El último libro de Jorge Ordaz es el primero. Este orden invertido es más que una endemoniada paradoja. Diabolicón es en realidad creatura nonata, a la que su autor pusiera remate allá por los finales de los setenta, pero el cierre de la editorial frustró la inminente aparición del que hubiera sido el primer libro de aquel joven profesor de Geología llegado de Barcelona, que pronto se revelaría como un valioso filón de la literatura asturiana: prolífico narrador, finalista del Herralde y el Nadal, erudito discreto. Treinta y pico años, pues, sin ver la luz, cosa natural si se considera la materia lucífuga que contiene; nada menos que un nutrido catálogo de diablos, ordenados alfabéticamente y agrupados en sus jerarquías de ángeles caídos: los terribles "superiores y mandamases", los inquietantes "intermedios y de oficios" y la entrañable patulea de los "menores y del montón".

Casi como un fósil literario del pasado, este libro es una cata geológica que nos devuelve a la falsa erudición de Borges en su Historia universal de la infamia, al archivo fantástico de las ciudades de Italo Calvino, al barroquismo ilustrado de Joan Perucho, al Cunqueiro más merliniano y nigromante. De ellos rescata Ordaz el omnipresente humor de estos repertorios apócrifos, que son tanto un homenaje a la imaginación pura como una parodia del saber, tantas veces edificado en la superposición de errores y el prestigio del argumento de autoridad. Pero, a la vez, la vuelta de los tiempos nos descubre la asombrosa actualidad de una obra que podría reflejarse en las delirantes enciclopedias biográficas de Bolaño o Vila-Matas.

Esta falsa erudición, que tanto exige saber, se consigue sobre un portentoso dominio de fuentes, veraces o verosímiles, que tanto monta, de toda suerte de quincallería paramoderna: Ramón Llull, Paracelso, Athanasius Kircher, Johannes Wier, Mariano Cubí, gnósticos, cabalistas, alquimistas, astrólogos, exorcistas y frenólogos comprobados, entre los que sorprendemos a veces la recta prosapia del saber: Francisco Suárez, Martín Delrío, Feijoo.

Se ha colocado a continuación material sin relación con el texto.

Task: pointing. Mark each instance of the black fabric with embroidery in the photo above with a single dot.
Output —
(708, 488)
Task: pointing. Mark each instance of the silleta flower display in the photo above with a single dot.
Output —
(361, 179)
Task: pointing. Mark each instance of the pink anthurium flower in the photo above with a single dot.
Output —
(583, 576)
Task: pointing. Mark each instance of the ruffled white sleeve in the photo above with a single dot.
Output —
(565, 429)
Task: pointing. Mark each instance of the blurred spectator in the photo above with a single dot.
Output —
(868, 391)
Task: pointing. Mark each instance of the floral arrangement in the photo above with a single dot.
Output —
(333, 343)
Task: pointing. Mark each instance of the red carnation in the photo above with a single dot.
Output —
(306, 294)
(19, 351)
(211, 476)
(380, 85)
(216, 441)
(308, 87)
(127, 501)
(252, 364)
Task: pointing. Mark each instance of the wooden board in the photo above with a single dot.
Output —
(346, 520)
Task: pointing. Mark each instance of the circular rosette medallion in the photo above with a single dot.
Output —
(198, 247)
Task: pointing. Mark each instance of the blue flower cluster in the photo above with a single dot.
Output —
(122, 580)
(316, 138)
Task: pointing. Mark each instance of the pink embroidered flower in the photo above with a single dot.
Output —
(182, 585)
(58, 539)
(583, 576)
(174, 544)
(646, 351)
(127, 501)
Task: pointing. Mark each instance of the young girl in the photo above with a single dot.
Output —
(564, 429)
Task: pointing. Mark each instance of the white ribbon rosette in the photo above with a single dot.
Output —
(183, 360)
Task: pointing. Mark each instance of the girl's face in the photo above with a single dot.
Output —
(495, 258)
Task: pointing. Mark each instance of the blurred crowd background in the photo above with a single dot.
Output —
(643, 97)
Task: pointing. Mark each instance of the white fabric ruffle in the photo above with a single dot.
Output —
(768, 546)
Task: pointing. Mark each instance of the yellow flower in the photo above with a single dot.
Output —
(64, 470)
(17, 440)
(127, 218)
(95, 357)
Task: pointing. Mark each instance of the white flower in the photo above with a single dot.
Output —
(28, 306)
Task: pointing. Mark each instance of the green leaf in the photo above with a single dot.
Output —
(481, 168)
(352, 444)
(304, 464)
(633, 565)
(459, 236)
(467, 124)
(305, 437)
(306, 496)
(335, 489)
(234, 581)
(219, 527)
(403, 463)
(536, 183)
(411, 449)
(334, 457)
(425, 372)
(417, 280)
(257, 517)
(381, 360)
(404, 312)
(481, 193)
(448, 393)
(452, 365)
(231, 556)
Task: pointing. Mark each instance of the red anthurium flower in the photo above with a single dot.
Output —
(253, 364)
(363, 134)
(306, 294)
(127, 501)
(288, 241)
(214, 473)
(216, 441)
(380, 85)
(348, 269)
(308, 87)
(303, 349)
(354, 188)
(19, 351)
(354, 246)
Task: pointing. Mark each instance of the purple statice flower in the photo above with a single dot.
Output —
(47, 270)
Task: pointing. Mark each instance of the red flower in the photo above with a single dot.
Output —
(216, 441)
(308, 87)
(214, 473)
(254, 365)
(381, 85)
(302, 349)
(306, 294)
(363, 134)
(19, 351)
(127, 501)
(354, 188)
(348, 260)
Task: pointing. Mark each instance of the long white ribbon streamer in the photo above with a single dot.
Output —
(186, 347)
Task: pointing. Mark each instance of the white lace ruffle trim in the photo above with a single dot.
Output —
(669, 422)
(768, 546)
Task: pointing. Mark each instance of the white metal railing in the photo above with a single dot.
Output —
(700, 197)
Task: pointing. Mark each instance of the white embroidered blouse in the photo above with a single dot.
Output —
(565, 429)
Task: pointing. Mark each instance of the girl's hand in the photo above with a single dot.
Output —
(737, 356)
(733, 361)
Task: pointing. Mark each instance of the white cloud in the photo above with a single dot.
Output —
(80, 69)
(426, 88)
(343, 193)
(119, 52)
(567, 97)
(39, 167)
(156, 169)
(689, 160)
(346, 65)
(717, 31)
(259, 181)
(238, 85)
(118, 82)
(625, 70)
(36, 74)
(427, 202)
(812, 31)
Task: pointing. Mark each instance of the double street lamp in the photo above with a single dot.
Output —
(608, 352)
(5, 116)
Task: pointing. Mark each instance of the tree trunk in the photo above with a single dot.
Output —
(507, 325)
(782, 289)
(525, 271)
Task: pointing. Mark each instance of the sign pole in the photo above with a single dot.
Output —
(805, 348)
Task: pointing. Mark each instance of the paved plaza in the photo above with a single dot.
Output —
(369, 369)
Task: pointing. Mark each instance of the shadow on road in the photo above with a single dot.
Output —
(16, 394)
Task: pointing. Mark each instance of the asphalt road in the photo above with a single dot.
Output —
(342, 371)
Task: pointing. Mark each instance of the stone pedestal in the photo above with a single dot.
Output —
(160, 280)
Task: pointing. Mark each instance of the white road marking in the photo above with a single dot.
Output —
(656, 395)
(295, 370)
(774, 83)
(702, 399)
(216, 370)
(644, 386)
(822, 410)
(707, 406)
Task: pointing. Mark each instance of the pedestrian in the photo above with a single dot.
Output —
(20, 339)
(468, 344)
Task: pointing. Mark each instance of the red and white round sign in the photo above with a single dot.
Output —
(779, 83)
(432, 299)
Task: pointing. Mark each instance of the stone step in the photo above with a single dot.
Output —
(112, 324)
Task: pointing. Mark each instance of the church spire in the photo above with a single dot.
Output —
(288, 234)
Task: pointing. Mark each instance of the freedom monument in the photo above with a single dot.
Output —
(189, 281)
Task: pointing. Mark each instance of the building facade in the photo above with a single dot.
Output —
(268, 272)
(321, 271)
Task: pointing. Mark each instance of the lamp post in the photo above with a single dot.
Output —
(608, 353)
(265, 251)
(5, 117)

Entre todos discuten la ortodoxia demonológica, en este diccionario enciclopédico donde las entradas añaden densa y jocosa bibliografía; bizantinismos que hoy nos parecen locura, entretenerse en espantar las moscas de la imaginación con el rabo de la razón. Entre todos estos diablos, y diablesas (la voraz Lilit; Meridiana, amante de papas), los hay "fehacientes" (Asmodeo, Belial, Leviatán, Lucifer...) e inventados, como Ígol, quien "atiende todos los días, salvo domingos, que libra" (página 50); el divertido Bibliofas, diablo-duende de las imprentas, quien es fama que trocó el texto piadoso del mercedario Padre Uclés "mujeres puras que podían a veces..." por un "mujeres putas que jodían a peces..."; o el diablo sastre Ismael Florito, extraído de Las crónicas del sochantre cunqueirianas, y que aún espera instalarse algún día en París. En todo caso, "lo cuenta Bayle, y es de fiar" (página 44).

En sus Sueños, Quevedo clamaba al verse condenado al Infierno y, suponía él, a la soledad eterna; hasta que llegando a las puertas del Hades descubre una interminable fila humana, en la que lo empiezan a reclamar alborozados conocidos y familiares. Así también, nada de esto nos es ajeno, para todos estos demonios hay un lector; todos estamos, al fin, en el repertorio. Y no se apresuren a la sonrisa literaria, sino a tomar y temer antes este libro por instrumento del Diablo, pues ya dijo Baudelaire que su mejor astucia es hacernos creer que no existe. Búsquenlo, si no, aquí; al grande y mayor, a Satanás, que todo lo confunde. No está, verdad. O quizá sí, y ande metido, como suele, a geólogo.